Qué trámites puede mover por ti y cuáles dependen de otra empresa
Muchos consumidores creen que todo se resuelve con una sola llamada, pero no es así. Hay gestiones que dependen de la comercializadora y otras que son responsabilidad de la distribuidora, así que conviene distinguirlas desde el principio.
| Gestión | Empresa a la que suele corresponder |
|---|---|
| Cambio de titular | Comercializadora |
| Cambio de potencia | Comercializadora |
| Cambio de cuenta bancaria | Comercializadora |
| Baja del suministro | Comercializadora |
| Cambio de comercializadora | Comercializadora nueva |
| Cortes o averías de red | Distribuidora |
| Problemas con el contador o lecturas | Distribuidora |
| Nuevos suministros | Distribuidora |
Para un alta de luz, el plazo legal habitual es de 5 a 7 días hábiles, independientemente de la comercializadora. Y para cambiar de compañía, el proceso es gratuito: la CNMC indica que debe completarse en un máximo de diez días hábiles desde la formalización del contrato, con una posible ampliación de cinco días en casos complejos. Además, en el primer trimestre de 2025 el tiempo medio de activación fue de 5,3 días en electricidad, así que no estamos ante un trámite lento ni excepcional.
Ese dato tiene una lectura útil: cambiar de comercializadora no debería dar miedo si la oferta nueva encaja realmente con tu consumo. Lo que sí conviene evitar es cambiar por un titular comercial sin haber revisado bien lo que ocurre después con la factura y la potencia.
Cómo elegir sin quedarte solo con el precio
Si yo tuviera que ordenar la decisión, la haría en este orden: consumo real, tipo de precio, servicios incluidos y condiciones de salida. A partir de ahí, hay cuatro filtros que casi nunca fallan:
- Calcula tu consumo anual: mira facturas de al menos 12 meses si quieres comparar con criterio.
- Ajusta la potencia: en una casa reformada, con aerotermia, climatización o más iluminación exterior, una potencia sobredimensionada puede costarte más de la cuenta.
- Desconfía de los extras que no necesitas: un mantenimiento opcional puede ser útil, pero no debería ocultar una tarifa mediocre.
- Comprueba el respaldo de la energía verde: las garantías de origen son la referencia seria para acreditar el origen renovable, no el eslogan de la portada.
También me parece importante una idea que se pasa por alto: una oferta barata puede salir mala si obliga a consumir en horarios incómodos o si te ata con permanencia. Y al revés, una tarifa algo más cara puede compensar si simplifica el control de gasto y evita sustos en meses de más uso.
En una casa donde se ha mejorado el aislamiento, se han cambiado equipos o se ha instalado iluminación exterior eficiente, el contrato eléctrico debería acompañar ese cambio, no ir por detrás.
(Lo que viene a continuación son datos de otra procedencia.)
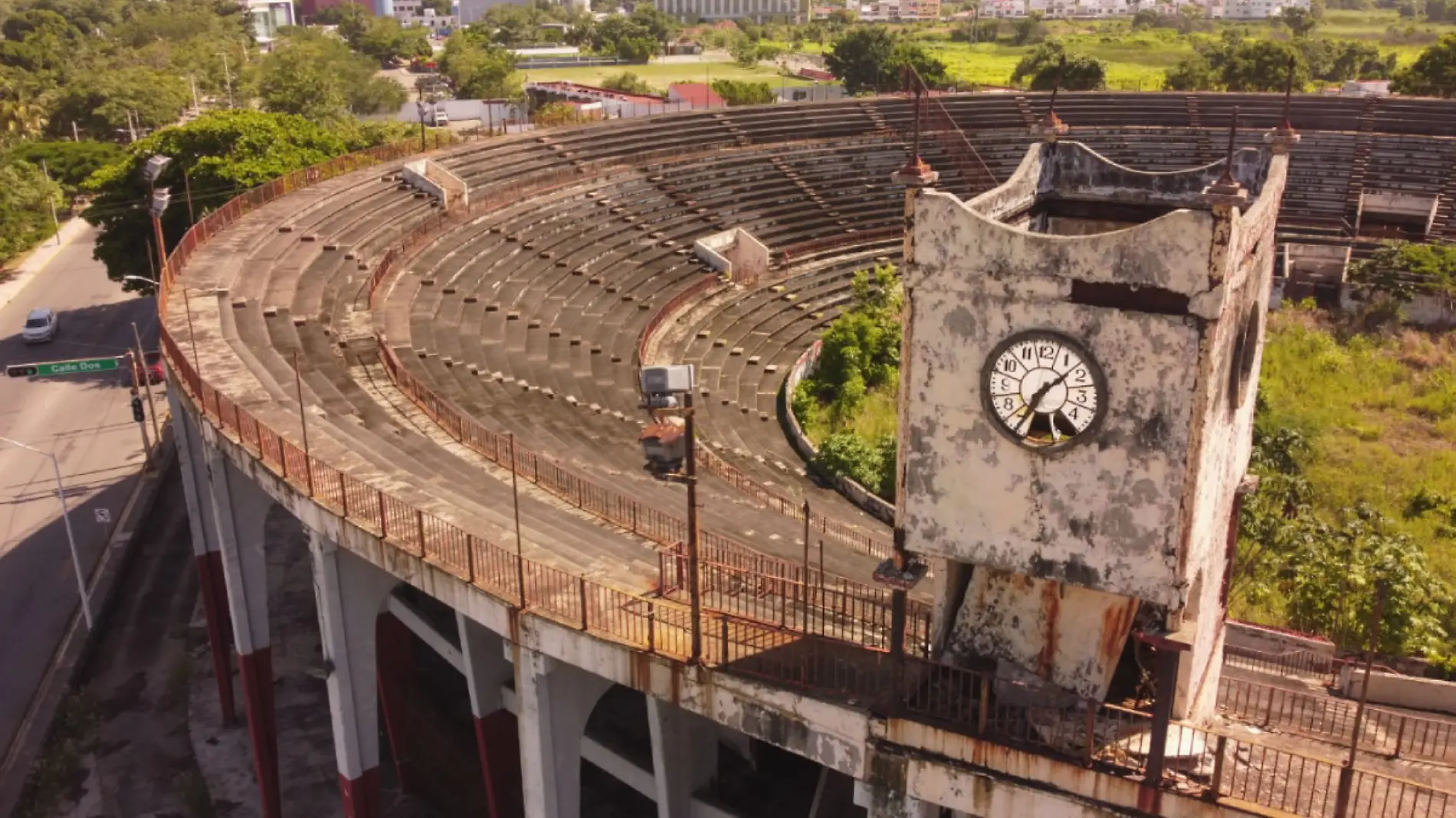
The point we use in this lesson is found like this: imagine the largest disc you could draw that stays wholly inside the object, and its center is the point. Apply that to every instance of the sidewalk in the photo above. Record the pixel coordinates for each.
(22, 273)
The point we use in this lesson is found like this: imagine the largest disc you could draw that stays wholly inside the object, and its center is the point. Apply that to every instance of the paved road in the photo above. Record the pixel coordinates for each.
(87, 423)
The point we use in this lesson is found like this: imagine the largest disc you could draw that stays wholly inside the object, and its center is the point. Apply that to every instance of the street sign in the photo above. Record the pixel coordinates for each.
(51, 368)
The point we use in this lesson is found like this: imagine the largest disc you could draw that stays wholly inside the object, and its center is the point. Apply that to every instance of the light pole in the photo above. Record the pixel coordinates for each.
(71, 536)
(228, 77)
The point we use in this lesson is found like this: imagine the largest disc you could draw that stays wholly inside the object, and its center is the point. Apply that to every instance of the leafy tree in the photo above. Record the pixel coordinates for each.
(316, 76)
(101, 103)
(739, 92)
(868, 463)
(386, 40)
(344, 15)
(861, 350)
(1328, 574)
(22, 113)
(25, 207)
(1337, 60)
(660, 25)
(1401, 271)
(69, 163)
(626, 82)
(635, 48)
(1333, 574)
(1040, 69)
(1263, 66)
(628, 37)
(870, 57)
(223, 153)
(353, 19)
(1433, 72)
(480, 72)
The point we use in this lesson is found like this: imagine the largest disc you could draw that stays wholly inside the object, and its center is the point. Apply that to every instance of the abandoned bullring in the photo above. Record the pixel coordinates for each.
(435, 368)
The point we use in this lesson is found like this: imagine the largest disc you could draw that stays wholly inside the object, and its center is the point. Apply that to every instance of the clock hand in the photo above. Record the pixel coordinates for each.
(1046, 388)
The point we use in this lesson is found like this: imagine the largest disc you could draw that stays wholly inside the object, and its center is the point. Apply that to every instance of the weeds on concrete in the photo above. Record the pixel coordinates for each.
(58, 764)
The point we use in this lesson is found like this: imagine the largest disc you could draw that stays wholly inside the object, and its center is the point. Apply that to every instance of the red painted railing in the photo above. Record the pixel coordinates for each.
(868, 679)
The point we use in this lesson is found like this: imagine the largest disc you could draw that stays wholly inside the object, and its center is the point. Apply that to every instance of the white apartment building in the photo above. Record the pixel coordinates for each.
(414, 14)
(728, 9)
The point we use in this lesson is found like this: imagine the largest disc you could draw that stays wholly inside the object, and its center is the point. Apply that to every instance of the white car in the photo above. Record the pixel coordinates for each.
(41, 325)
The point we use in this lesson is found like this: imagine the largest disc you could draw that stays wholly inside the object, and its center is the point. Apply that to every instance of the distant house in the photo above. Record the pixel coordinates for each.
(697, 95)
(808, 93)
(1366, 87)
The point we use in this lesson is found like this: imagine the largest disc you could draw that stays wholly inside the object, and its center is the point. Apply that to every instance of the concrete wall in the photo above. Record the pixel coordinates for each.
(417, 174)
(734, 252)
(1268, 641)
(1401, 690)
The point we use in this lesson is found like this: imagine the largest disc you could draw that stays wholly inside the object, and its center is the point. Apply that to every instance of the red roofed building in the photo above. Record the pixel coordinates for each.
(697, 95)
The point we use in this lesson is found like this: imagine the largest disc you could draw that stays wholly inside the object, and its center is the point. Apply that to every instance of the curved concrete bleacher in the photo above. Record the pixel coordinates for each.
(526, 316)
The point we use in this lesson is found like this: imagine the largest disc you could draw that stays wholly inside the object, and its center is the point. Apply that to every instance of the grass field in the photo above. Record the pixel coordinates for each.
(1381, 417)
(1139, 60)
(660, 76)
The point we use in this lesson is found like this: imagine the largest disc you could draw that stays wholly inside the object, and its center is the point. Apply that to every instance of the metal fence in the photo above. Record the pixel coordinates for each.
(1334, 719)
(1081, 731)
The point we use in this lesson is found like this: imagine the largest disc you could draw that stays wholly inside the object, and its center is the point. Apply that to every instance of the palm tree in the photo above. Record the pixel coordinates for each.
(22, 114)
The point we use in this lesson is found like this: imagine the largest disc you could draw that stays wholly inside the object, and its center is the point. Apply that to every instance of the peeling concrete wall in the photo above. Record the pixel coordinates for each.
(1044, 627)
(1107, 514)
(1225, 430)
(1103, 514)
(1172, 310)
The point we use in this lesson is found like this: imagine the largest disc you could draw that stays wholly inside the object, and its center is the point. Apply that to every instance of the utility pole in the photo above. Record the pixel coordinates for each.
(187, 185)
(146, 381)
(51, 201)
(1347, 774)
(71, 535)
(137, 411)
(228, 77)
(694, 593)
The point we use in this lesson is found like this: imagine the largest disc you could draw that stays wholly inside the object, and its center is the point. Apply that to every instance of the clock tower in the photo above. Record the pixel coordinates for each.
(1081, 354)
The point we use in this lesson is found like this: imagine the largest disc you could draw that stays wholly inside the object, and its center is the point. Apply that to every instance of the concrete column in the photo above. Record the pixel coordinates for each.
(205, 551)
(241, 509)
(684, 756)
(553, 705)
(351, 593)
(886, 803)
(487, 670)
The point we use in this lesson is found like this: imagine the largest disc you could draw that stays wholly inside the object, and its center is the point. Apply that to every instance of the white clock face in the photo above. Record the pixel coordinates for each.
(1043, 391)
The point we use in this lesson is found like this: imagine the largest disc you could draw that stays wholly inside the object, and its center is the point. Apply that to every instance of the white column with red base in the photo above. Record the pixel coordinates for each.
(684, 756)
(239, 511)
(351, 593)
(553, 705)
(205, 551)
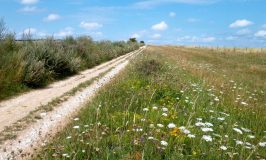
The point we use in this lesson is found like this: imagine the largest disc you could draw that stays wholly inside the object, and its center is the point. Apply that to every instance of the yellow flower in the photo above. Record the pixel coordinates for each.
(175, 132)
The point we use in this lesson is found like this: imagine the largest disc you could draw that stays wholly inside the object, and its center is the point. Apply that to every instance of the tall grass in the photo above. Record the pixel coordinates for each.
(160, 109)
(30, 64)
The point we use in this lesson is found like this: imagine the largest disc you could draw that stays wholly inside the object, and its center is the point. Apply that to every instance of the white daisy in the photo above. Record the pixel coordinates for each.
(223, 148)
(207, 129)
(164, 143)
(238, 130)
(145, 109)
(207, 138)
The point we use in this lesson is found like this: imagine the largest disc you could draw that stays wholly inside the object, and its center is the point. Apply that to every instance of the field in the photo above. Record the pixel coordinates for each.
(30, 64)
(174, 102)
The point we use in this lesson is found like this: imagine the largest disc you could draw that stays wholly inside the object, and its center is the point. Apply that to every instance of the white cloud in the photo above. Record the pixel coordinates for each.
(33, 32)
(193, 20)
(261, 34)
(29, 31)
(30, 9)
(196, 39)
(156, 36)
(68, 31)
(160, 26)
(135, 35)
(153, 3)
(240, 23)
(29, 2)
(52, 17)
(230, 38)
(90, 25)
(243, 32)
(172, 14)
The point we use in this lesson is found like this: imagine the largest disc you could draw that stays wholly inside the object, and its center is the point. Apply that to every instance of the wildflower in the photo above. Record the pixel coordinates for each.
(223, 148)
(145, 109)
(165, 109)
(216, 99)
(65, 155)
(171, 125)
(262, 144)
(191, 136)
(239, 142)
(184, 130)
(208, 124)
(251, 136)
(207, 129)
(207, 138)
(199, 124)
(150, 138)
(238, 130)
(164, 143)
(246, 130)
(199, 119)
(175, 132)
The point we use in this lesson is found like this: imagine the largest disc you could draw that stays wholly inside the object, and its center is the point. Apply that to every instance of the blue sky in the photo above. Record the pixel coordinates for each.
(240, 23)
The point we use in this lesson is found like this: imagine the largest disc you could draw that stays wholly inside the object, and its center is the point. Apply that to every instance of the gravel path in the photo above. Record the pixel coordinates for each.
(40, 132)
(19, 107)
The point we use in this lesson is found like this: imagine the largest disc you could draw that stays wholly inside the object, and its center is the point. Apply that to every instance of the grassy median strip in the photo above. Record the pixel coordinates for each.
(159, 109)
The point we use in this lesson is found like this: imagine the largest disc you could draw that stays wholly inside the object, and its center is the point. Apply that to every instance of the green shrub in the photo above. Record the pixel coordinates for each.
(36, 75)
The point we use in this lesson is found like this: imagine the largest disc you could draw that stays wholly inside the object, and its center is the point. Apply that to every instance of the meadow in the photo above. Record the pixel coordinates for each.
(174, 102)
(32, 63)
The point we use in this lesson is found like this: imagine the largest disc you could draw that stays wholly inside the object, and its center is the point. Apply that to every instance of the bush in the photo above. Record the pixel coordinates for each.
(36, 63)
(149, 67)
(36, 75)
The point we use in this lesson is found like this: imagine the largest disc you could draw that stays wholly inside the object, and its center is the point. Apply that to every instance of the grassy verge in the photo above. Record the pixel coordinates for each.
(12, 131)
(33, 64)
(159, 109)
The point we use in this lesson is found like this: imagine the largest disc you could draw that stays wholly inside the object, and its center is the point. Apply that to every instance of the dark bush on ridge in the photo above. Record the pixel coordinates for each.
(36, 63)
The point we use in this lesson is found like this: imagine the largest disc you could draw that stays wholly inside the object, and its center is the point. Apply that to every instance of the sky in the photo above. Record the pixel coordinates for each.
(223, 23)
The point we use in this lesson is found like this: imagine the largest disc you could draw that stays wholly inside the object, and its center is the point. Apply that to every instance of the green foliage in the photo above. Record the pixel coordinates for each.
(131, 117)
(36, 63)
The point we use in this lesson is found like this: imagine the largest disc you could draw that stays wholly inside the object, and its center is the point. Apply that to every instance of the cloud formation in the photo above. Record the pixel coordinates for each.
(153, 3)
(241, 23)
(90, 25)
(261, 34)
(29, 2)
(194, 39)
(52, 17)
(160, 26)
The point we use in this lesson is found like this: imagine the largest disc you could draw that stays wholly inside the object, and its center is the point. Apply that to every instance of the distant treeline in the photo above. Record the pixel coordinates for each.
(31, 63)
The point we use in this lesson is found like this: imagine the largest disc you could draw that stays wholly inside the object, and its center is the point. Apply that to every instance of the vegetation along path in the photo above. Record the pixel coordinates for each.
(19, 107)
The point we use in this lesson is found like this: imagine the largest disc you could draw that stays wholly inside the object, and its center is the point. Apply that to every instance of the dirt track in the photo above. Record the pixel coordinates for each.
(39, 132)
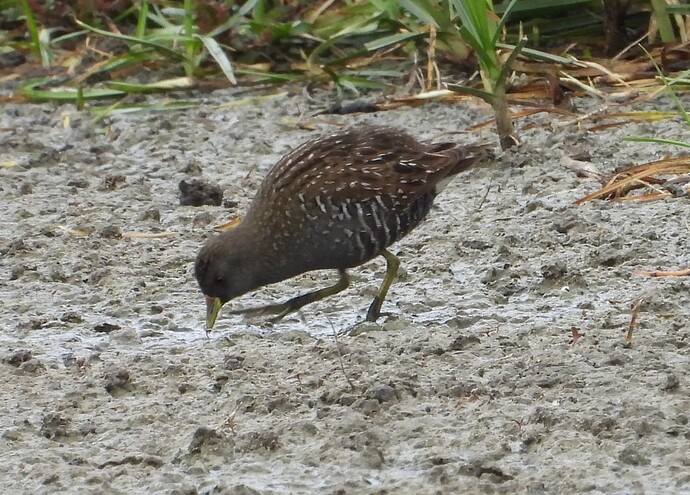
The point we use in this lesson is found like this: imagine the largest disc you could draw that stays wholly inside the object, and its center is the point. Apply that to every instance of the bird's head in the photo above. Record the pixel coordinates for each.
(223, 271)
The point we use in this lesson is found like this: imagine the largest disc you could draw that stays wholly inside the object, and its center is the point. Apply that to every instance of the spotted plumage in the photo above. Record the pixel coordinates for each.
(332, 203)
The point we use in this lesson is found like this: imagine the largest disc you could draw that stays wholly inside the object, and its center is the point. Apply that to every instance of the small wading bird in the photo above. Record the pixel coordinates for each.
(333, 203)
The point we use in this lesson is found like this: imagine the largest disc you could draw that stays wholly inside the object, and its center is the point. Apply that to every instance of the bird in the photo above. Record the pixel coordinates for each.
(335, 202)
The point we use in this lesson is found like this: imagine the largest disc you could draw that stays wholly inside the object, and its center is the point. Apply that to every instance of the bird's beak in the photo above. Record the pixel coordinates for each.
(213, 305)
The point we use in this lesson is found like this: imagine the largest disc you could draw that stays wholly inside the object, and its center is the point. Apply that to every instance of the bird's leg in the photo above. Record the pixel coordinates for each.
(392, 265)
(298, 302)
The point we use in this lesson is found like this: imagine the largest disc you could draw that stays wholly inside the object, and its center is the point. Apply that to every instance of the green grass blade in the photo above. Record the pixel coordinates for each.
(219, 56)
(141, 19)
(390, 40)
(131, 39)
(32, 27)
(176, 83)
(65, 95)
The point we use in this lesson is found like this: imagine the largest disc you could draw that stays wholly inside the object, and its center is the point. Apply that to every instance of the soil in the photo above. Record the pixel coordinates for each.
(473, 383)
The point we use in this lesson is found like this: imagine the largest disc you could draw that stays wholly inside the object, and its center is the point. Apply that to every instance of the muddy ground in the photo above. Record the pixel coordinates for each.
(471, 384)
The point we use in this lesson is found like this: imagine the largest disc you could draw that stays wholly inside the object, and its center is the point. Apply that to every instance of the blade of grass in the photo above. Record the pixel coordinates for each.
(33, 29)
(131, 39)
(219, 56)
(65, 95)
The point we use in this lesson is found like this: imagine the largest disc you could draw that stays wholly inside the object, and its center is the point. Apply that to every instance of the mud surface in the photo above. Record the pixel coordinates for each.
(470, 385)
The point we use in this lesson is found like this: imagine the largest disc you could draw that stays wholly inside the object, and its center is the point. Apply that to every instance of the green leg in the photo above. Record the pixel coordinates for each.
(298, 302)
(392, 265)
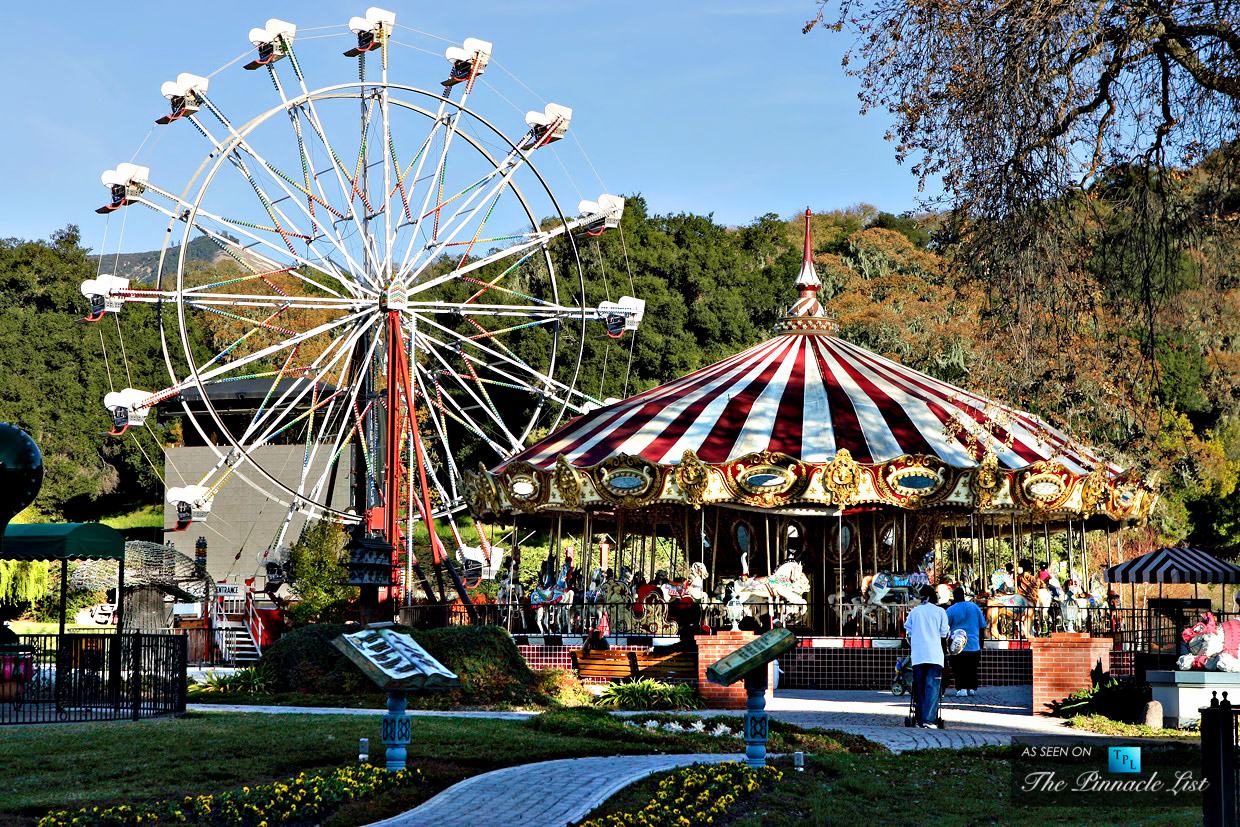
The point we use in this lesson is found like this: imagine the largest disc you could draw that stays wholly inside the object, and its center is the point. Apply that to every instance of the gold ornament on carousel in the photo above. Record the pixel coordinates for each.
(842, 477)
(691, 476)
(986, 481)
(568, 482)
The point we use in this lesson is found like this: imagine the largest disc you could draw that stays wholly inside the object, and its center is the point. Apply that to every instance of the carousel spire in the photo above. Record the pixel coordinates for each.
(806, 314)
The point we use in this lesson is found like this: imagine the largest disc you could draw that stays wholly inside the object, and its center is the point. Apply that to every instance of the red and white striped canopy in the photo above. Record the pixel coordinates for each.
(809, 394)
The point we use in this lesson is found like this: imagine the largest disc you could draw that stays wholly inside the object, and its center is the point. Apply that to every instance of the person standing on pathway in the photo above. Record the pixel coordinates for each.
(926, 627)
(969, 616)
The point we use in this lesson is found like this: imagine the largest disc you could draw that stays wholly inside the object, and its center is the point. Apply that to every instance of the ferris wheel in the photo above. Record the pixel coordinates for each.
(402, 293)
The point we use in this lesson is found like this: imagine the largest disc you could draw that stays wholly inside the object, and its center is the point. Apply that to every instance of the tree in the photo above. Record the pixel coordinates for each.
(318, 572)
(1012, 103)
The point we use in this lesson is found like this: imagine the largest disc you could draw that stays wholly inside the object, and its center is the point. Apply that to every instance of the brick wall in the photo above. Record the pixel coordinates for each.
(711, 649)
(1064, 663)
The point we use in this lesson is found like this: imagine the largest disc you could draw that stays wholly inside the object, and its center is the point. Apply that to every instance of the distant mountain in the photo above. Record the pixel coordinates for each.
(140, 267)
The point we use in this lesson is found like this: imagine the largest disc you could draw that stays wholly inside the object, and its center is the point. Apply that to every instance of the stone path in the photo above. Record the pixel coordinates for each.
(552, 794)
(549, 794)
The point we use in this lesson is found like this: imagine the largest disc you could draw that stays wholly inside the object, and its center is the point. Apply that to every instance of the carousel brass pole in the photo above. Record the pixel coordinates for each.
(714, 548)
(873, 541)
(768, 544)
(955, 549)
(1016, 564)
(904, 541)
(1045, 537)
(686, 539)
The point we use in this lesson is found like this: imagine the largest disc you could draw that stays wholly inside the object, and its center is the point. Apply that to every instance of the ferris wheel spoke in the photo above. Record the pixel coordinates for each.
(319, 330)
(459, 220)
(241, 253)
(502, 355)
(537, 243)
(482, 402)
(443, 402)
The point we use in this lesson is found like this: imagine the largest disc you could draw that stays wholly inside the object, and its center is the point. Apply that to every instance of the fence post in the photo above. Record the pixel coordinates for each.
(135, 675)
(1218, 763)
(182, 678)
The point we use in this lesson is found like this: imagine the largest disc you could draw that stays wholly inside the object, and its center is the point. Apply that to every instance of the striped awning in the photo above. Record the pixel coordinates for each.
(807, 419)
(1173, 566)
(809, 396)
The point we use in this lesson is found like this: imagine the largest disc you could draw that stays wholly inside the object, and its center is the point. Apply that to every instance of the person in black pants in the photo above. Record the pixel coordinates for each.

Elegir bien la comercializadora no arregla todo, pero sí evita pagar de más por una estructura de consumo que ya no existe.
Lo que conviene tener claro antes de cambiar de compañía
La idea central es bastante simple: una comercializadora de luz no solo vende energía, también define cómo se factura, qué trámites puede resolver y qué tipo de oferta encaja contigo. Si vives en España, distinguir entre mercado libre, PVPC y distribuidora te ahorra errores de base y te ayuda a leer mejor cualquier contrato.
Mi recomendación final es no decidir por impulso. Revisa consumo, potencia, permanencia y servicios añadidos, y después compara el coste total anual, no solo el precio promocional del primer mes. Si haces eso, elegirás con mucha más claridad y con menos margen para sorpresas.
Y si tu caso viene de una reforma, un cambio de hábitos o una instalación más eficiente, mejor todavía: ahí es donde un contrato bien ajustado se nota de verdad en la factura.